In re Nichols

22 F. Supp. 694 | W.D. Ky. | 1938

HAMILTON, District Judge.

On November 1, 1937, in these proceedings, Oscar T. Nichols was adjudged a bankrupt, and listed the Goodrich Tire & Rubber Company as a creditor to whom he owed $40. This indebtedness was incurred for automobile tires purchased from the creditor under an unrecorded conditional sales contract. The bankrupt also listed as a creditor the Guaranty Finance Company, to which he was indebted in the sum of $465, secured by a recorded mortgage on an automobile and its tires, which he had acquired from the Goodrich Company.

On January 6, 1938, the referee, on the petition of the trustee, entered an order directing him to renounce all right, title, and interest in the automobile and tires, because the lien indebtedness of the Guaranty Finance Company was in excess of their market value.

After the bankrupt’s adjudication and the renouncement of all interest in the automobile and its .tires, the Goodrich Company by letter demanded that the bankrupt pay its indebtedness, and in its letter threatened to garnishee the bankrupt’s wages, calling to his attention the evil consequences that he would incur by reason of garnishment.

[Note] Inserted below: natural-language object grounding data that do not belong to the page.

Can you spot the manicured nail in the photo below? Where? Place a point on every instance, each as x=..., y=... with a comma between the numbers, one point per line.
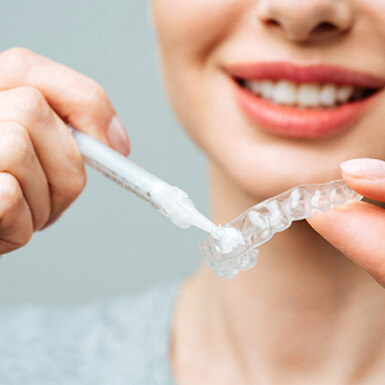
x=364, y=168
x=118, y=137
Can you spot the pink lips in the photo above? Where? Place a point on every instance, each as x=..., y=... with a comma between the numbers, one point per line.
x=297, y=122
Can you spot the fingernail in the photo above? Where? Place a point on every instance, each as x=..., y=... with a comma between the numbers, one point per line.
x=118, y=137
x=364, y=168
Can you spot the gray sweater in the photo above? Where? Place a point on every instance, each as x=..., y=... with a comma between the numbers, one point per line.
x=122, y=342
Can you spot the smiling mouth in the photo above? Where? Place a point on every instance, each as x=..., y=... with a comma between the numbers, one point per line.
x=303, y=102
x=307, y=95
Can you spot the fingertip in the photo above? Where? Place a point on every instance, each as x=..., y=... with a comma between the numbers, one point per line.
x=118, y=137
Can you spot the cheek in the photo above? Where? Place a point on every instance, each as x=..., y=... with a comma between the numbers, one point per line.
x=193, y=27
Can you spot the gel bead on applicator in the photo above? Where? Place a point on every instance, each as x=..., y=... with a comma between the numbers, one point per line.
x=233, y=247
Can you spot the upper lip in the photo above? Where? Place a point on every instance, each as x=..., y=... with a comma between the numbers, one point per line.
x=318, y=73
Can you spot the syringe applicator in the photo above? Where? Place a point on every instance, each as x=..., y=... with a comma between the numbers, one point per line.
x=169, y=200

On January 14, 1938, the Goodrich Company instituted in Magistrate Rehm’s court in Jefferson county, Ky., an action against the bankrupt, seeking to repossess its tires under the conditional sales contract. The bankrupt pleaded as a bar to the action in the state court the pendency of the bankruptcy proceedings in this court, and the Goodrich Company in reply pleaded the order of the referee renouncing all interest in the automobile and its tires.

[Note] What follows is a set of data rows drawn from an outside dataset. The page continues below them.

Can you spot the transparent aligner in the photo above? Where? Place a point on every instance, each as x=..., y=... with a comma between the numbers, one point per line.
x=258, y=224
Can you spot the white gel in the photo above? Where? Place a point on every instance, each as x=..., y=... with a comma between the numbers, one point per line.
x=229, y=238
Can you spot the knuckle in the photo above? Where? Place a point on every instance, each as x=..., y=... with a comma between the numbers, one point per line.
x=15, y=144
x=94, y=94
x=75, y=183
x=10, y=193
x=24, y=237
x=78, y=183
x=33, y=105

The Guaranty Finance Company refused to intervene in the magistrate’s court to protect its lien, and on final hearing the court decreed delivery of the tires to the Goodrich Company. J. Toner, a constable in Magistrate Rehm’s court, took possession *695of the tires and delivered them to the Goodrich Company.

The proceedings here are in substance a supplementary and an ancillary bill in equity in aid of and to effectuate the adjudication and order made by this court.

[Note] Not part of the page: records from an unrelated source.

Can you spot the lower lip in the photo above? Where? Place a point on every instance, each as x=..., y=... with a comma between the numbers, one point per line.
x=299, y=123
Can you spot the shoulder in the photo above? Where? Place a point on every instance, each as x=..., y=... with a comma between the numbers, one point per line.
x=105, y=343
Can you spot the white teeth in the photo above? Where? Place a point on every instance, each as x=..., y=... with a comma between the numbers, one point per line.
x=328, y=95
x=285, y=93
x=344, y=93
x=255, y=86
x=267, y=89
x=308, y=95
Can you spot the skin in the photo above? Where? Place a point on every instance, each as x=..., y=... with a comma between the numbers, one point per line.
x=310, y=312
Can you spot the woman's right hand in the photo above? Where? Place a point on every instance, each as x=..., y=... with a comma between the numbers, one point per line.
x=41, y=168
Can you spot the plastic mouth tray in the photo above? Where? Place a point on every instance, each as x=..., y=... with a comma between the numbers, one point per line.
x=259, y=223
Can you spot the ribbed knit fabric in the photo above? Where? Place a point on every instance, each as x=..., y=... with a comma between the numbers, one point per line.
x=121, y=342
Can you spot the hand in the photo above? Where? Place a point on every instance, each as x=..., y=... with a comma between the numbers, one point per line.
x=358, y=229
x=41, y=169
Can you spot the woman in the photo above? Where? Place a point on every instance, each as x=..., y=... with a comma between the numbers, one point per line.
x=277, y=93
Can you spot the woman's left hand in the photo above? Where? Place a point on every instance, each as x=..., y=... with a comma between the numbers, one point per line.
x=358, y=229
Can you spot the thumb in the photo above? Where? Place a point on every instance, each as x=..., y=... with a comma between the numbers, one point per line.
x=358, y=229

The court has jurisdiction to grant the relief asked if the facts require it to exercise such power. Local Loan Company v. Hunt, 292 U.S. 234, 235, 54 S.Ct. 695, 696, 78 L.Ed. 1230, 93 A.L.R. 195.

The principal purpose of the Bankruptcy Act, 11 U.S.C.A. § 1 et seq., is to “relieve the honest debtor from the weight of oppressive indebtedness, and permit him to start afresh free from the obligations and responsibilities consequent upon business misfortunes.” Williams v. United States Fidelity & Guaranty Company, 236 U.S. 549, 555, 35 S.Ct. 289, 290, 59 L.Ed. 713.

Bearing in mind the above purpose, it is the duty of the court to make effective its adjudication and prevent harassment by a creditor of a debtor after he has been adjudged a bankrupt.

If creditors were as diligent in investigating the responsibility of an applicant for a loan or a purchase under a conditional sales contract before making the loan or sale, as they are in attempting to collect after the indebtedness has been incurred, there would be fewer cases in bankruptcy and the losses incurred in trade would be greatly reduced.

The tires involved were released by the bankruptcy court for the purpose of discharging the lien of the Finance Company, and there would have been no release to the Goodrich Company because its conditional sales contract was unrecorded. The bankrupt’s indebtedness to the Tire Company was an obligation dischargeable in the proceedings here, and if the creditor can continue to collect its indebtedness by repossessing the tires, the discharge to the debtor would be worthless. The customary procedure where a bankrupt seeks to avail himself of a discharge from a judgment recovered in a state court is for him to go into the court where the action is pending and there interpose his alleged bar. In re Scheffler, 2 Cir., 68 F.2d 902; In re Havens, 2 Cir., 272 F. 975; In re Madden, D.C., 257 F. 581. However, the bankruptcy court should make effectual its judgments, and where a state court of limited jurisdiction ignores the judgment of the bankruptcy court, the latter should not hesitate to exercise its power to protect the debtor.

The adjudication of the bankrupt here was a decree in equity, determining the status of the bankrupt to the debtor, and the jurisdiction remains in this court to determine the effect of its adjudication, and to enjoin the creditor from interference with its decree. Local Loan Co. v. Hunt, supra; In re Adler, 2 Cir., 144 F. 659.

It seems to me that exceptional circumstances exist here for this court to compel the Tire Company to restore the tires to the bankrupt or to pay to him their fair market value at the time they were taken .from him. The amount involved is small, but the judgment of the state court carries with it the possibility of loss to the bankrupt which he may not recoup. The responses of the B. F. Goodrich Company, P. M. Spellman, and J. Toner, constable, will be held insufficient.